(openPR) Die Sonne ist nicht nur schön warm, sondern auch der größte Energielieferant der Erde. Sie muss nie gewartet werden und ihr brennt nie der Glühfaden durch.
Solarbetriebene Spielzeuge gehören daher zu den langlebigsten und interessantesten ihrer Art.

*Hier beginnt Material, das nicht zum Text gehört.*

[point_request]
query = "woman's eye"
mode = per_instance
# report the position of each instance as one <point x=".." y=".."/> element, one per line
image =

Nachdem sich der Wirkungsgrad der Solarzellen in den letzten Jahren rasant gesteigert hat, entwickeln sich solarbetriebene Spielzeuge zum neuen Trend: Der batterielose Betrieb von elektronischem Spielzeug schont nicht nur die Umwelt, sondern auch den Geldbeutel.
Solarspielzeug vermittelt den Kleinen auf einfache Art und Weise wie die Energiegewinnung aus der Sonne funktioniert.

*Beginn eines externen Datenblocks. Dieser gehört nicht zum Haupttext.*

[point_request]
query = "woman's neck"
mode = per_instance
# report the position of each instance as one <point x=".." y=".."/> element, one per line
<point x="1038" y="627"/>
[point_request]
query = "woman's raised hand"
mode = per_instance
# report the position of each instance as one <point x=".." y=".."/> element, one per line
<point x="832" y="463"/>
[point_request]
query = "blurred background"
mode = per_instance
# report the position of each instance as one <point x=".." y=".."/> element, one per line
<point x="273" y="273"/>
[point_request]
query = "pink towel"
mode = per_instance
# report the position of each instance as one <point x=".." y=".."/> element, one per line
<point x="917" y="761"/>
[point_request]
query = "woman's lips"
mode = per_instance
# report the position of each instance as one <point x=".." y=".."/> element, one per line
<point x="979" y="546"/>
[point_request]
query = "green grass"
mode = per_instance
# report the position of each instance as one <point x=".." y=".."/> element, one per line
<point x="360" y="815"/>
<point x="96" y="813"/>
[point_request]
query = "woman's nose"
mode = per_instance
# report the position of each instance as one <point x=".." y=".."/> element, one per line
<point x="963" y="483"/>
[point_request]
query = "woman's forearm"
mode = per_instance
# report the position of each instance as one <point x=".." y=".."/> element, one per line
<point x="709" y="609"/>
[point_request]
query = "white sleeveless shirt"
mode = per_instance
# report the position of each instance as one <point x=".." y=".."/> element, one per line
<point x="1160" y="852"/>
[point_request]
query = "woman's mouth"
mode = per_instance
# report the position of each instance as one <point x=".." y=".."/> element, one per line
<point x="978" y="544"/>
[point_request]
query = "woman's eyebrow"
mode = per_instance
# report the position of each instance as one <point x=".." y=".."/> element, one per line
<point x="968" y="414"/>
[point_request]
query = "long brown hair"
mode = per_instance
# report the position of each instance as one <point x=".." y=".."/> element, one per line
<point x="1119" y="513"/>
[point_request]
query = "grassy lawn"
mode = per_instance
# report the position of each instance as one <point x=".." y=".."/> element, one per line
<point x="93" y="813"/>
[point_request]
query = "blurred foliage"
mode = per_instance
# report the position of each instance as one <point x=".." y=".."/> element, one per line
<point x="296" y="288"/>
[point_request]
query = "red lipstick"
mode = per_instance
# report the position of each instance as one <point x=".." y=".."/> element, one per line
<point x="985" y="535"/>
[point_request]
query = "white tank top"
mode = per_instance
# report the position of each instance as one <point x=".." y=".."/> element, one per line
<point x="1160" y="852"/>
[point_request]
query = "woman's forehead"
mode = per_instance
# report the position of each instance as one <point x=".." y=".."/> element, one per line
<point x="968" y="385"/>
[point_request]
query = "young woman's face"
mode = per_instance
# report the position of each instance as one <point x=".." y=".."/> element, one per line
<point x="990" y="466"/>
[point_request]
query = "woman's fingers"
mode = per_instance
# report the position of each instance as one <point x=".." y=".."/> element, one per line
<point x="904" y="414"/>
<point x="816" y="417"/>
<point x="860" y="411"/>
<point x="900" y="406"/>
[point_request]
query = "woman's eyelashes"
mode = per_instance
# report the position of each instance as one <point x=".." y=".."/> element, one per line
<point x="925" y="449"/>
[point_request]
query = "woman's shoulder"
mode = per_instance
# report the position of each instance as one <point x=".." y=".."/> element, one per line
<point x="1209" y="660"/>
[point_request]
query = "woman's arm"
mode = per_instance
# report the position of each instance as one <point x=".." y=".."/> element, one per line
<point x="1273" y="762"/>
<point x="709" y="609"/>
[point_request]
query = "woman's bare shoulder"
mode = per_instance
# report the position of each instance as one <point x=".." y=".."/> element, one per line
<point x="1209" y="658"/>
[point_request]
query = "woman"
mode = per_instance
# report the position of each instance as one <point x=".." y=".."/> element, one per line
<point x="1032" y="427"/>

Ein riesen Spass, nicht nur für Kinder.
Beliebt sind vor allem solche Solarspielzeuge, welche sich durch Individualität auszeichnen, z.B. eine furchterregende Tarantel, eine kleine Küchenschabe, oder ein niedlicher Grashüpfer.

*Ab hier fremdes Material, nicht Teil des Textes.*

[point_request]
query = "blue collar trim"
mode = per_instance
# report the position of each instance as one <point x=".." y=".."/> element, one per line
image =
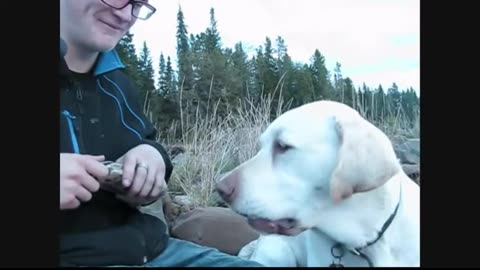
<point x="108" y="61"/>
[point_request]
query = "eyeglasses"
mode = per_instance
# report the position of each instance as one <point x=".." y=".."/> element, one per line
<point x="140" y="9"/>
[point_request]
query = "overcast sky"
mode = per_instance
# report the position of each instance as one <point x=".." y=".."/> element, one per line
<point x="375" y="41"/>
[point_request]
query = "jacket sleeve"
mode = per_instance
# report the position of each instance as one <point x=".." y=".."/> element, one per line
<point x="150" y="132"/>
<point x="150" y="139"/>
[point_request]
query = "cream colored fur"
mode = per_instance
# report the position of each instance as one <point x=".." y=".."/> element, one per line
<point x="325" y="166"/>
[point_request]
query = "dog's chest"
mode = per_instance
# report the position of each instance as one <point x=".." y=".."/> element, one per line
<point x="315" y="250"/>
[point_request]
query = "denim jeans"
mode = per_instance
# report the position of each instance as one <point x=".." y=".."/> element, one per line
<point x="187" y="254"/>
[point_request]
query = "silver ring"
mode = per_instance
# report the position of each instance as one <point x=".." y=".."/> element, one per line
<point x="142" y="165"/>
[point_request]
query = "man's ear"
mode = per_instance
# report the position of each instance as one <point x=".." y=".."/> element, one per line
<point x="366" y="158"/>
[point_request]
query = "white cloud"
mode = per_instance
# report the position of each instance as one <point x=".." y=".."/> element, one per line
<point x="376" y="41"/>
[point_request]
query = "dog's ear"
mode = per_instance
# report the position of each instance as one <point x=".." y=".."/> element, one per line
<point x="366" y="158"/>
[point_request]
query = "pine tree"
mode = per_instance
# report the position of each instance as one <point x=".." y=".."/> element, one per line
<point x="127" y="53"/>
<point x="162" y="82"/>
<point x="184" y="58"/>
<point x="145" y="66"/>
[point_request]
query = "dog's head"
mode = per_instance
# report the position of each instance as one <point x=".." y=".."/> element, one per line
<point x="311" y="160"/>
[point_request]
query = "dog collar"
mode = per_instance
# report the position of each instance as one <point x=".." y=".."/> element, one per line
<point x="338" y="250"/>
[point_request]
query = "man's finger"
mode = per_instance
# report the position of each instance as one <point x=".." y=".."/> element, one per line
<point x="149" y="183"/>
<point x="74" y="203"/>
<point x="159" y="187"/>
<point x="89" y="183"/>
<point x="97" y="158"/>
<point x="138" y="182"/>
<point x="128" y="170"/>
<point x="96" y="168"/>
<point x="83" y="195"/>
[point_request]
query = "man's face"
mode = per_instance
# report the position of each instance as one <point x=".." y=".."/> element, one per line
<point x="92" y="25"/>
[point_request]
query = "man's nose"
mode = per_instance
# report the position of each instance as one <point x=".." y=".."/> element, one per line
<point x="125" y="13"/>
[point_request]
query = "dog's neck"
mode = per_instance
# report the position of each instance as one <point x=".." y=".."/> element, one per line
<point x="357" y="228"/>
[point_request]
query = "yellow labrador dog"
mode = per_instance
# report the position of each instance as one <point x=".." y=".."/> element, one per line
<point x="326" y="189"/>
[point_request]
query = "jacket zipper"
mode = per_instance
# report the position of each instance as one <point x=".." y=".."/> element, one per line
<point x="73" y="136"/>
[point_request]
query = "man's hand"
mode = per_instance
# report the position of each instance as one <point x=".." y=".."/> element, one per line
<point x="143" y="175"/>
<point x="77" y="178"/>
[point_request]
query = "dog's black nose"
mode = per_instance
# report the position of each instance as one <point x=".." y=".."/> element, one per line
<point x="226" y="190"/>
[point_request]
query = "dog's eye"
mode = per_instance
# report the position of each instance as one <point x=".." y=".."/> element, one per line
<point x="282" y="147"/>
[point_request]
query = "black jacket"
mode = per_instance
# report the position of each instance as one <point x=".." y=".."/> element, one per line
<point x="100" y="114"/>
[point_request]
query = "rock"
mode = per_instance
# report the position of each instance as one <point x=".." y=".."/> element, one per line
<point x="183" y="200"/>
<point x="218" y="200"/>
<point x="408" y="152"/>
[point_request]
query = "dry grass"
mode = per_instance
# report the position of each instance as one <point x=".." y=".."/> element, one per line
<point x="214" y="145"/>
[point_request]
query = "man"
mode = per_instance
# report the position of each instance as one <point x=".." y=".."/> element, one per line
<point x="101" y="120"/>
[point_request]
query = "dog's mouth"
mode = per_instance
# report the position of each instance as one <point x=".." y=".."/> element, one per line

Verbreiten Sie Angst und Schrecken mit einer selbstständig krabbelnden Solarspinne!
Wir kennen sie alle aus Kellern, dunklen Ecken oder ganz ungeniert an der Wand: die Spinne. So ungefährlich die Tierchen auch sein mögen - vor kaum einem Insekt hat viele Menschen mehr Angst und Ekel.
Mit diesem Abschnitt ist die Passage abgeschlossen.